Variety writes that Carrey “nailed every nuance of Andy Kaufman’s spirit” in Man on the Moon but that it wasn’t until Jim & Andy that he realized how much the two comedians had in common.
The on-set footage was shot by Kaufman’s former girlfriend, Lynn Margulies, and his frequent comedic partner, Bob Zmuda. Chris Smith obtained access to the footage and combined it with present-day interviews with Carrey. In those, Carrey looks back at the Kaufman film, but also at his personal career as a whole, both the ups and downs of celebrity life. Variety writes that Jim & Andy: The Great Beyond explores celebrity and performance and is a meditation on “comedy and identity.”
During the filming of Man on the Moon, Carrey stayed in character, even when the cameras weren’t rolling.
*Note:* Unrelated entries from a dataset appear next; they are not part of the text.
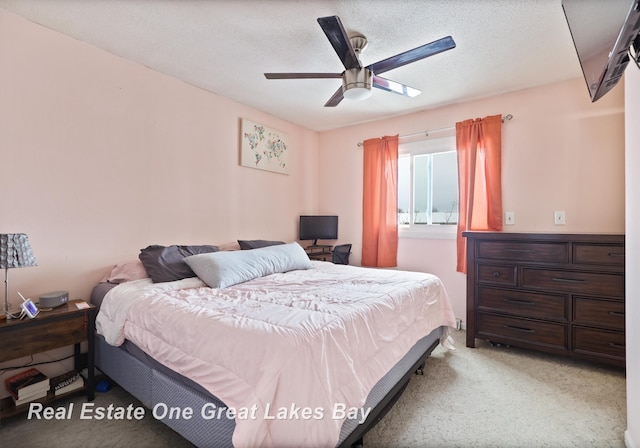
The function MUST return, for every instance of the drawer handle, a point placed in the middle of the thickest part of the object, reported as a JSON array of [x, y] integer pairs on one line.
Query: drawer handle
[[519, 302], [524, 330], [567, 280]]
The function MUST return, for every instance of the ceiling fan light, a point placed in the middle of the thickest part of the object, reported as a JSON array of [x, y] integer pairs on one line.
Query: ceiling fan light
[[356, 84]]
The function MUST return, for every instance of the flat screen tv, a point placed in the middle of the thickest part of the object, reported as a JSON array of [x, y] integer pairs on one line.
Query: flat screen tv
[[603, 33], [318, 227]]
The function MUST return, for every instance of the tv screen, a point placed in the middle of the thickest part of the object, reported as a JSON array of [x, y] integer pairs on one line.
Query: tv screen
[[602, 33], [318, 227]]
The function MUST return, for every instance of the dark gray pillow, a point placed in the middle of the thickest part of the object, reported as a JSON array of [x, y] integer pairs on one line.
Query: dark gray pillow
[[166, 263], [257, 244]]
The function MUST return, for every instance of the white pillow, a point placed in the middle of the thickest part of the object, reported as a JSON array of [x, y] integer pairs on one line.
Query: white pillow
[[222, 269]]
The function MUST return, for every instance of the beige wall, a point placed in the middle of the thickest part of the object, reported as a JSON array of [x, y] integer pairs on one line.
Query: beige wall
[[560, 152], [632, 117], [101, 157]]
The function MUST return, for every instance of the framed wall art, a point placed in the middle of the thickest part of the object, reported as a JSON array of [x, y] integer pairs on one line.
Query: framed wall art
[[263, 148]]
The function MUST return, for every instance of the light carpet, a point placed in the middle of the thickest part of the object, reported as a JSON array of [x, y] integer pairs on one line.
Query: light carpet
[[498, 397]]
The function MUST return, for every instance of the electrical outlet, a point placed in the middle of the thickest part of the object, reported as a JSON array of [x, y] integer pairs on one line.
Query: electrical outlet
[[509, 218]]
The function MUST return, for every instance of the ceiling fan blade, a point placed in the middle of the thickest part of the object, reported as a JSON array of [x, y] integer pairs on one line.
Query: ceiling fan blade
[[435, 47], [335, 99], [302, 75], [395, 87], [332, 27]]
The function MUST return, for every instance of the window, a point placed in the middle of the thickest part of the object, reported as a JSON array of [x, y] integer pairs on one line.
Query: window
[[428, 186]]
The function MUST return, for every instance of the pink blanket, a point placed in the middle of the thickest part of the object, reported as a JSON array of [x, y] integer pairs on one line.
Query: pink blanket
[[292, 353]]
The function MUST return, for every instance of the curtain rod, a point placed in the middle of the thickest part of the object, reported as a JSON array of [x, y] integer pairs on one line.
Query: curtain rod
[[426, 133]]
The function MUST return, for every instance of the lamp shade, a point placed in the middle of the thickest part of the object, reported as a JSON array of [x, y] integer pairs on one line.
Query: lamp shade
[[15, 251]]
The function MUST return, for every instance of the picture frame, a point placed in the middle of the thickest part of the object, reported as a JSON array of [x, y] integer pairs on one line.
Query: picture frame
[[263, 148]]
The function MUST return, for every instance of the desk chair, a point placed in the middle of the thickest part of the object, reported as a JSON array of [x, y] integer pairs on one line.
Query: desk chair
[[341, 254]]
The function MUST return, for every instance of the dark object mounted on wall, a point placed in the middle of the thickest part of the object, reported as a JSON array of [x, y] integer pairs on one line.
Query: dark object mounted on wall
[[606, 36]]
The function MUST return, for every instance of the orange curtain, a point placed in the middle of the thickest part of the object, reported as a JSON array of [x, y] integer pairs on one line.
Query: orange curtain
[[380, 202], [479, 144]]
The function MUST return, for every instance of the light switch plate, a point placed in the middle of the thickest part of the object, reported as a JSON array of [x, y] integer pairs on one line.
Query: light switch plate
[[509, 218]]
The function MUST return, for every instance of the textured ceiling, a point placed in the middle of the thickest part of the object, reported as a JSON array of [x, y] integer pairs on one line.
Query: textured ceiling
[[225, 46]]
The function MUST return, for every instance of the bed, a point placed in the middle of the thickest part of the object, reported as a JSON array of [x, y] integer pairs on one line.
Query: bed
[[265, 347]]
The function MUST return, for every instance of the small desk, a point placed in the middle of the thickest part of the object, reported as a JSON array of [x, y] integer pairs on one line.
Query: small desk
[[320, 252], [60, 327]]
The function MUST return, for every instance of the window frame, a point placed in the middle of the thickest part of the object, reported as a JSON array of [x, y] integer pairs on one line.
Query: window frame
[[433, 145]]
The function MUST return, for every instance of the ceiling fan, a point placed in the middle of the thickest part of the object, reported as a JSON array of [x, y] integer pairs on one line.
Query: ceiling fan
[[356, 79]]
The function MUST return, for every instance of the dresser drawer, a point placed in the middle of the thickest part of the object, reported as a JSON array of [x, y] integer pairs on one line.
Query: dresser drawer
[[611, 285], [527, 304], [552, 335], [496, 274], [599, 342], [523, 251], [598, 312], [598, 254]]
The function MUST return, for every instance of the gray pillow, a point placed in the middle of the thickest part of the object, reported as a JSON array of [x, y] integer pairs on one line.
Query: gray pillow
[[166, 264], [257, 244], [222, 269]]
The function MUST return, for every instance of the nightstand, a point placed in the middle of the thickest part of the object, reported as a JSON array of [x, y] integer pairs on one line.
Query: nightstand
[[60, 327]]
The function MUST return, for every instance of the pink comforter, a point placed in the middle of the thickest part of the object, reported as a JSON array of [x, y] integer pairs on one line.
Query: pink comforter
[[316, 339]]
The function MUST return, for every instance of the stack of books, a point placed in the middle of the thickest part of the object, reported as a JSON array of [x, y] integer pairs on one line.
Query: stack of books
[[66, 382], [27, 386]]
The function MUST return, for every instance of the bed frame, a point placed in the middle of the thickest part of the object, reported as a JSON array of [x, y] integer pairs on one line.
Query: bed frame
[[152, 383]]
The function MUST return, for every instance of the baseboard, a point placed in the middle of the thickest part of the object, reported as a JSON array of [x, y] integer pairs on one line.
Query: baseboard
[[627, 440]]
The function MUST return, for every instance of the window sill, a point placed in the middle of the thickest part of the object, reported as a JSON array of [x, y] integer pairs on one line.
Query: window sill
[[432, 232]]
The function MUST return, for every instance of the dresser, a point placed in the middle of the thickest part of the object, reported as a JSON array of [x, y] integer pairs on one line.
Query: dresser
[[555, 293]]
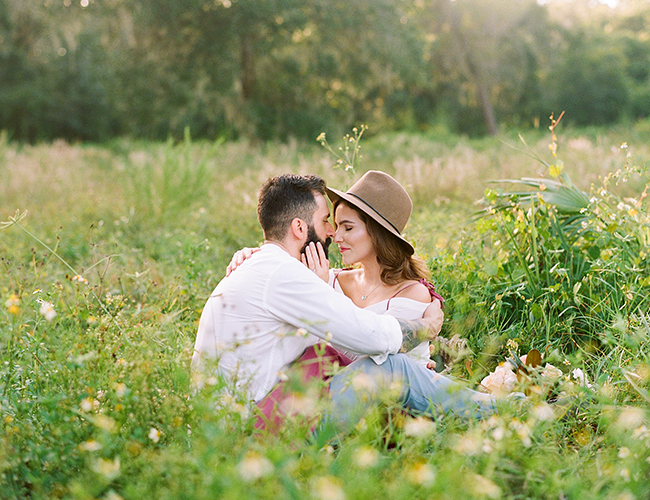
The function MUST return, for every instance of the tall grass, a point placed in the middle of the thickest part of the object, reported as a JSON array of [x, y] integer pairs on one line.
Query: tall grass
[[95, 400]]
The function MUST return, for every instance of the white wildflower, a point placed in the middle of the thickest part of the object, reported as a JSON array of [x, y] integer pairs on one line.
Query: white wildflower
[[365, 457], [421, 473], [501, 381], [254, 466], [47, 310], [154, 434]]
The off-stage footage displayed in Jim & Andy shows Carrey behaving as Kaufman would in many ways, such as being a “pest” or a “stunted, exhausted man.” Variety writes that Man on the Moon is a misunderstood film—it is really about how Kaufman gave up his own identity for show business, and in doing so, brought in an age of entertainment that consumed everything, from our thoughts to our identities.
Smith, an intensely personal filmmaker tries to tell the stories of both Carrey and Kaufman, and discuss how they intermix, in just 90 minutes. According to Variety, the film will leave you with the thought: “Who, exactly, is me?”